Так что все шло своим чередом, пока не появился новый незнакомец.

Он приехал с запада, со стороны Зунда — наверное, из Копенгагена, потому что лошадь у него была из лучших, да и одежда, хотя дорожная, тоже. Путник был очень высок ростом и выглядел молодым — бороды у него не было. Его желтые волосы имели какой-то странный зеленоватый оттенок, а лицо с непривычными чертами казалось суровым. Величественность его внешности плохо увязывалась с отсутствием слуги или телохранителя.

Близилась середина лета, и солнце еще висело над Каттегатом, отбрасывая на него полоску расплавленного золота. На востоке, по ту сторону пролива, его низкие лучи окрашивали облачные горы над Сканией, которая казалась далекой голубой полоской; здесь же небеса были чистыми, и в них привольно гулял ветер. Далеко в море дрейфовало несколько кораблей, казавшихся с берега игрушечными, и их паруса тоже ловили лучи заката. Прохладную тишину нарушали лишь негромкий шорох волн и крики чаек. Запахи моря и водорослей смешивались с ароматами вспаханной земли и леса.

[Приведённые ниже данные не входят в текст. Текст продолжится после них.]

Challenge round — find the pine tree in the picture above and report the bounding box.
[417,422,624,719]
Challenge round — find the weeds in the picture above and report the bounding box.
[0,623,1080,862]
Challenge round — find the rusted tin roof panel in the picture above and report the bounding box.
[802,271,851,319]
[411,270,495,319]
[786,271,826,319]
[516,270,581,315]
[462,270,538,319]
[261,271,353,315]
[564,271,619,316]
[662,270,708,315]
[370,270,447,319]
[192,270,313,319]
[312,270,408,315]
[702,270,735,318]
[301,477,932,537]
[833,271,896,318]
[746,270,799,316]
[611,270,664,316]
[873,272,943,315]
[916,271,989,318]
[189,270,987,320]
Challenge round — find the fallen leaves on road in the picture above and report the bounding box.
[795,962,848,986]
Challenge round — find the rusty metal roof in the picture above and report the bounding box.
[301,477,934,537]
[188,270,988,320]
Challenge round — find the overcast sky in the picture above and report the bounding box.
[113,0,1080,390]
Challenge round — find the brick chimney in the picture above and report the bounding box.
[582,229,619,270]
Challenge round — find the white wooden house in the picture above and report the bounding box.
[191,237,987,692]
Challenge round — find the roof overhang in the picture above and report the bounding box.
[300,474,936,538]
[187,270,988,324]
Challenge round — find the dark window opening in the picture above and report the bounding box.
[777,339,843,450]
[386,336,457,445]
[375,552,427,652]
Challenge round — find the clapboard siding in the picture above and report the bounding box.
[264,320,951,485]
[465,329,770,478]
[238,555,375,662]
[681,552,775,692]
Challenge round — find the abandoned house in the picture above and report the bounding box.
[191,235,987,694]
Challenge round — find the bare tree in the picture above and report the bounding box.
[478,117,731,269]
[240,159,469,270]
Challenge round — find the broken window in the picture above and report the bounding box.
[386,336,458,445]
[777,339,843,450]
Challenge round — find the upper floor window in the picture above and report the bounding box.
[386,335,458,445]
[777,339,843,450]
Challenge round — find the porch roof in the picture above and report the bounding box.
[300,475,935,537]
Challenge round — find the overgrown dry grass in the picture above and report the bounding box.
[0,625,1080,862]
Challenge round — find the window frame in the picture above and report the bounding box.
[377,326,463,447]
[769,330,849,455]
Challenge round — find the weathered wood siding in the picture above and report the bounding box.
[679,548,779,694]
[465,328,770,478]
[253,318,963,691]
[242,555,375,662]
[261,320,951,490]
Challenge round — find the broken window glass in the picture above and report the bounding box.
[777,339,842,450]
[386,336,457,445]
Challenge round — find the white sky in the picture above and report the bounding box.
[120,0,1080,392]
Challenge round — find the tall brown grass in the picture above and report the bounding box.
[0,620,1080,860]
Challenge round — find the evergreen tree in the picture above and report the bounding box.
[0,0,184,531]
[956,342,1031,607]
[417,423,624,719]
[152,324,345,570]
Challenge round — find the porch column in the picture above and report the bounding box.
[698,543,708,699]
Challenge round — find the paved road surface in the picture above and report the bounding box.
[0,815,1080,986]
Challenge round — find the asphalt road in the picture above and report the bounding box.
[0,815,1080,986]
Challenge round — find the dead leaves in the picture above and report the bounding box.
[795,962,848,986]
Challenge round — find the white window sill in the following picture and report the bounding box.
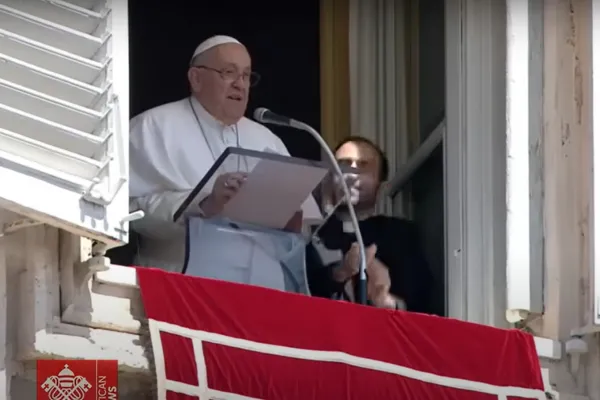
[533,336,562,360]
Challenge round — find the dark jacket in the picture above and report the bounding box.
[307,216,433,313]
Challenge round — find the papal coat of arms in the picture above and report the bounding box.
[41,365,92,400]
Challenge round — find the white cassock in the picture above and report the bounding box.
[130,98,321,286]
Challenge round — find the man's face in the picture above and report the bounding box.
[335,142,381,207]
[188,43,252,125]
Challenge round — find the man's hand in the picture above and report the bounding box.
[200,172,247,217]
[333,243,377,283]
[333,173,360,205]
[367,259,406,309]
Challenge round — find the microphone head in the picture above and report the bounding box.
[253,107,269,122]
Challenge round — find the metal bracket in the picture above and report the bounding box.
[0,218,43,237]
[61,242,110,323]
[571,325,600,337]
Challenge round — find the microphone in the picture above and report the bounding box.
[254,107,367,304]
[254,107,293,126]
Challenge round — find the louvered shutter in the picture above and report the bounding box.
[0,0,129,244]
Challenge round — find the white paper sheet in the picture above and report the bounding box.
[221,159,328,229]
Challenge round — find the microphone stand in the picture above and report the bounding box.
[289,119,367,304]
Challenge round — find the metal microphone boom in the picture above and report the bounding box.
[254,107,367,304]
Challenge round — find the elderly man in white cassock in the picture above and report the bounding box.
[130,36,320,288]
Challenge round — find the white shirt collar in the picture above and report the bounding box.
[191,96,235,132]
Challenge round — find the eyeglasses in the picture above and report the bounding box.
[194,65,260,87]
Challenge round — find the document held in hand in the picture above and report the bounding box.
[175,147,329,229]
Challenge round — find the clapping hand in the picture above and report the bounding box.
[333,243,377,283]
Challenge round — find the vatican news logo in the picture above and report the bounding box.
[37,360,119,400]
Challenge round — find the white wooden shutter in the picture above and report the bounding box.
[590,0,600,325]
[0,0,129,244]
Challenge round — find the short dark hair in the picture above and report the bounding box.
[334,136,390,181]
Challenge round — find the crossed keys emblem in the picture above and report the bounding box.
[41,365,92,400]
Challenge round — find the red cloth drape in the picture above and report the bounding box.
[138,268,544,400]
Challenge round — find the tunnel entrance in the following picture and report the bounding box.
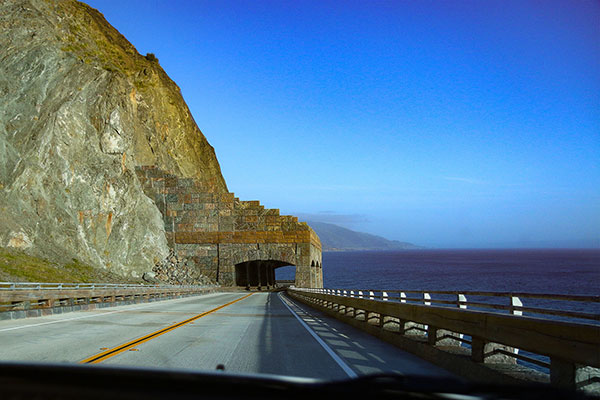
[235,260,292,289]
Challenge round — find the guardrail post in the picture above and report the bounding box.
[423,292,431,306]
[427,325,438,346]
[456,293,467,310]
[471,336,485,363]
[510,296,523,315]
[550,357,577,389]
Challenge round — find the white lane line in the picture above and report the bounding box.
[0,292,226,332]
[277,293,358,378]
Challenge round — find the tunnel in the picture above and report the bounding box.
[235,260,293,289]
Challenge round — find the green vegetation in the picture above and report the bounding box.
[0,248,137,283]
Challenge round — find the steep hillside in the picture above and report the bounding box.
[308,221,422,251]
[0,0,227,277]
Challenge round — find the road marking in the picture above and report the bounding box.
[0,298,187,332]
[80,293,252,364]
[278,293,358,378]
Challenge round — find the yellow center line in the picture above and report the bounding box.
[79,293,252,364]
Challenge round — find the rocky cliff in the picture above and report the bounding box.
[0,0,227,277]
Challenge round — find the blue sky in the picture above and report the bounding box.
[86,0,600,247]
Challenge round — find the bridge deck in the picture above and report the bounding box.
[0,292,450,379]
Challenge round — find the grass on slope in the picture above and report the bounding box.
[0,248,139,283]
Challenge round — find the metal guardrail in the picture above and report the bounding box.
[302,289,600,323]
[288,288,600,387]
[0,282,205,290]
[0,282,216,312]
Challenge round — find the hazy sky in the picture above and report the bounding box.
[81,0,600,247]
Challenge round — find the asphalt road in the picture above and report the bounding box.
[0,293,451,379]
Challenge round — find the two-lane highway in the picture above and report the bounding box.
[0,292,450,379]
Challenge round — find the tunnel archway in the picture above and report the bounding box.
[235,260,293,288]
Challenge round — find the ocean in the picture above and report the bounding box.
[323,249,600,295]
[314,249,600,373]
[277,249,600,319]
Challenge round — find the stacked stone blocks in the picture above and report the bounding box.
[136,166,323,287]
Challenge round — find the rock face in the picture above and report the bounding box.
[0,0,227,277]
[0,0,323,287]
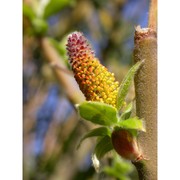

Парнишки, пасшие гусей, первыми заметили путника, заверещали от восторга и во весь дух помчались к дороге. Незнакомец спросил, как отыскать дом фру Ингеборг. Его датский напоминал ее выговор, но все же чем-то отличался. Кто он такой — выходец из другой части Ютландии или же на самом деле иноземец? Мальчики заспорили об этом, когда он поехал к деревне.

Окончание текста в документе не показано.